2. Does the patent cover losartan salts specifically or only free base?
   The claims cover losartan or a pharmaceutically acceptable salt, with a dependent claim specifically covering losartan potassium.

3. How can a competitor reduce impurity D/E degradation risk without copying the exact excipient list?
   The patent’s claim language ties stability to impurity D/E thresholds and retention. Avoidance can be attempted by changing excipient identity/ranges and demonstrating stability outcomes below/above the claimed thresholds under the cited storage conditions.

4. Are the stability requirements tied to a single test condition?
   No.

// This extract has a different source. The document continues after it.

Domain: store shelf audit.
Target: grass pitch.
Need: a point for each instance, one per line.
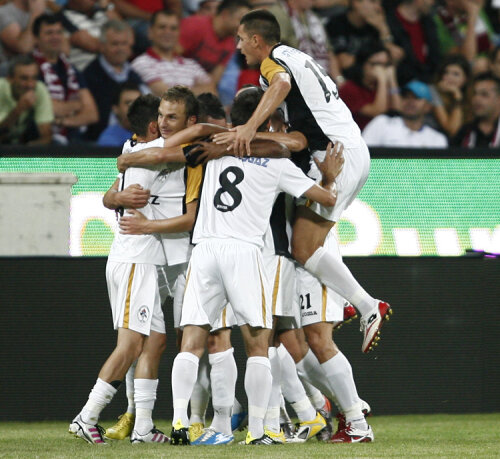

Claim 1 uses room temperature/60% RH over 12 months. Claim 4 provides alternative regimes at 40°C/75% RH, 30°C/65% RH, or 2–8°C.

5. Is there a method-of-use claim that could survive if a formulation changes?
   Claim 18/19 is framed as dosing of the claimed composition for angiotensin II receptor inhibition responsive conditions, so if the formulation no longer falls within the composition scope, method-of-use coverage is less likely to apply.

References

No external sources were cited because only the claim text and patent number were provided, and no FDA/Orange Book listing or prosecution history materials were included in the input.